When U.S. District Court Judge J. Michael Seabright sentenced Katherine and Louis Kealoha to federal prison on Nov. 30, he said, “This case is staggering given its breadth, given its scope, and given its audacity.”
Staggering indeed. The Kealohas brazenly and repeatedly stole, lied and betrayed the public trust. When they realized that some of their crimes might be exposed, they tried to frame a relative for crimes he did not commit — and they enlisted the support of many police in the framing and cover-up.
This was corruption on a grand scale, and it took the intervention of federal law enforcement to reveal it — or some of it. Since this case concluded with a plea bargain, we may never know the full scope of the Kealohas’ criminal conduct or of the crimes committed by their confederates in local law enforcement.
Much of the commentary on this case has focused on individuals. This was predictable, for legal officials must make judgments about personal responsibility, and reporters and their readers are drawn to human drama.
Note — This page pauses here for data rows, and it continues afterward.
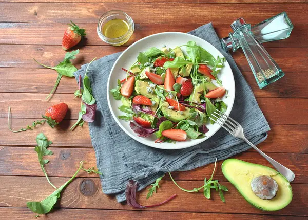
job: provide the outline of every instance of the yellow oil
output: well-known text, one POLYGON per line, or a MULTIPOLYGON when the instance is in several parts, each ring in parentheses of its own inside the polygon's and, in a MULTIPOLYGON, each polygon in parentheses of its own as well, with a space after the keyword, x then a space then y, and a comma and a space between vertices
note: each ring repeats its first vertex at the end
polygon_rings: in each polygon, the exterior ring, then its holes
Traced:
POLYGON ((123 36, 128 31, 128 24, 121 19, 113 19, 107 22, 103 27, 104 35, 110 38, 123 36))

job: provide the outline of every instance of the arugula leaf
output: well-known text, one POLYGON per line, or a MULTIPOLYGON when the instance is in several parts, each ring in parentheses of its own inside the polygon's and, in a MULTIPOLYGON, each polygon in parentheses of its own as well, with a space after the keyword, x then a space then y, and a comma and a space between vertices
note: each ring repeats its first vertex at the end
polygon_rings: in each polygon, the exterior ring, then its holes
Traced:
POLYGON ((131 111, 130 109, 130 107, 127 106, 126 105, 121 105, 119 107, 119 109, 121 112, 124 112, 125 113, 131 114, 131 111))
MULTIPOLYGON (((216 111, 216 108, 213 105, 208 98, 205 98, 205 103, 206 103, 206 114, 209 117, 210 117, 212 114, 216 111)), ((212 120, 210 120, 210 123, 213 124, 215 123, 212 120)))
POLYGON ((52 184, 49 180, 49 178, 48 178, 46 171, 45 169, 44 165, 48 163, 49 160, 47 159, 43 160, 43 159, 44 156, 46 155, 51 155, 53 153, 51 150, 47 150, 47 147, 48 147, 49 145, 52 143, 52 142, 48 141, 47 140, 47 138, 46 138, 43 133, 40 133, 37 135, 36 140, 36 143, 37 143, 37 146, 34 147, 34 151, 37 153, 37 156, 38 156, 38 162, 41 165, 42 170, 46 177, 48 183, 49 183, 49 184, 52 186, 53 188, 56 189, 56 187, 54 186, 54 185, 52 184))
POLYGON ((139 52, 139 55, 137 57, 137 60, 142 64, 144 64, 146 62, 148 62, 149 59, 143 53, 139 52))
POLYGON ((170 175, 170 178, 171 180, 177 186, 179 189, 181 190, 187 192, 198 192, 200 189, 203 189, 203 195, 204 197, 206 199, 210 198, 210 189, 212 188, 216 189, 216 191, 218 191, 219 189, 219 195, 220 196, 220 199, 221 201, 224 203, 225 199, 224 196, 223 196, 223 191, 228 191, 228 188, 224 186, 222 186, 218 183, 218 180, 212 180, 213 175, 214 174, 214 172, 215 171, 215 169, 216 168, 216 163, 217 162, 217 158, 215 160, 215 163, 214 164, 214 169, 213 170, 213 172, 212 173, 212 175, 210 178, 208 180, 206 180, 206 178, 204 178, 204 184, 199 188, 194 188, 192 190, 187 190, 184 189, 183 188, 181 187, 177 182, 174 180, 172 175, 171 175, 171 173, 170 172, 168 172, 169 173, 169 175, 170 175))
POLYGON ((197 62, 197 59, 200 59, 200 52, 196 42, 188 41, 187 43, 186 51, 193 62, 197 62))
POLYGON ((147 51, 145 52, 144 54, 147 57, 149 58, 157 55, 164 55, 165 53, 162 51, 160 50, 158 48, 151 47, 147 51))
POLYGON ((165 130, 171 129, 174 126, 173 123, 169 121, 164 121, 159 125, 159 130, 155 133, 155 135, 157 138, 160 138, 162 137, 162 132, 165 130))
POLYGON ((75 174, 62 186, 58 188, 52 193, 41 202, 28 202, 27 206, 33 212, 38 214, 46 214, 53 208, 53 206, 60 197, 61 191, 75 178, 78 172, 82 168, 84 161, 81 161, 79 168, 75 174))
POLYGON ((189 61, 185 60, 183 57, 178 57, 173 61, 167 61, 164 64, 164 68, 179 68, 186 64, 193 63, 189 61))
POLYGON ((45 99, 47 100, 50 96, 54 92, 57 86, 60 82, 60 80, 62 76, 65 76, 69 77, 72 77, 74 76, 74 73, 77 71, 77 68, 76 68, 72 63, 70 60, 74 59, 76 58, 75 55, 77 55, 79 53, 79 50, 76 50, 76 51, 72 51, 72 52, 68 52, 66 53, 65 56, 64 56, 64 59, 62 62, 60 62, 60 63, 56 65, 55 67, 48 67, 47 65, 44 65, 42 63, 39 63, 35 59, 33 59, 35 62, 38 63, 40 65, 45 67, 46 68, 51 69, 52 70, 55 70, 58 73, 58 77, 53 86, 53 88, 48 95, 48 96, 45 99))
POLYGON ((173 85, 173 88, 175 90, 175 91, 179 93, 181 92, 181 87, 182 87, 182 84, 180 83, 175 83, 173 85))
POLYGON ((152 197, 153 196, 153 192, 155 192, 155 193, 156 193, 156 187, 159 188, 159 181, 162 180, 162 179, 164 176, 165 176, 165 175, 163 175, 161 176, 161 177, 157 178, 157 179, 156 179, 156 181, 155 181, 155 183, 152 184, 151 184, 151 186, 152 186, 152 187, 148 189, 149 192, 148 193, 148 194, 146 196, 147 200, 148 199, 149 199, 150 197, 152 197))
But research shows that the most important causes of corruption in criminal justice are organizational and cultural. When these causes are not confronted, corruption festers.
The corruption in this case cannot be explained by focusing on the low moral values of individual prosecutors and police officers. Of course, the Kealohas and their co-conspirators did lack integrity. But a focus on individual integrity provides a thin explanation, because ensuring integrity is an organizational obligation, and because it took a village to carry out the crimes that were committed in this case.
The key enabling condition of the Kealohas’ crime wave was a code of silence that prohibits police and prosecutors from reporting on their colleagues. For these crimes to occur, numerous law enforcement officials had to cooperate, and many more had to acquiesce in silent complicity with the scripts written by Katherine and Louis. There is no evidence that this code of silence has changed. Indeed, there is not even evidence that leaders in local law enforcement have acknowledged that their occupational cultures are seriously diseased.
We have seen how scandal can destroy careers and cause misery among the families of its subjects. But scandal can also be a powerful agent of change by creating opportunity for reform.
We can see some signs of positive change. The Hawaii Legislature passed Act 47, eliminating an exemption that kept much information about police misconduct secret. The Honolulu Police Commission has become slightly less passive and pusillanimous in its approach to policing the police. Media coverage of policing and prosecution has improved (a little). And after Honolulu Prosecuting Attorney Keith Kaneshiro was forced to step aside, his old-guard replacement Dwight Nadamoto received less than 6% of the vote in the August primary election.
There is also reason to hope that the next prosecuting attorney, Steve Alm, recognizes the critical importance of organizational culture.
But so far, the opportunity for reform created by this scandal has largely been squandered by HPD. Most notably, Susan Ballard, who replaced Louis Kealoha as HPD chief in November 2017, routinely denies that HPD has serious and systemic problems. In June, she even made the ridiculous claim that the national movement to reform policing should skip Hawaii because “we’re kind of doing OK over here.”
Nobody in this town should suppose that our problems with corruption in local law enforcement are past merely because the Kealohas have been convicted. Police leaders who endorse a “bad apple” explanation for corruption give the green light for it to continue.
In the end, Honolulu’s first couple of crime should be seen not only as the odious offenders they are, but also as leading indicators that some things are terribly wrong in our criminal justice culture.
David T. Johnson is a sociology professor at the University of Hawaii-Manoa.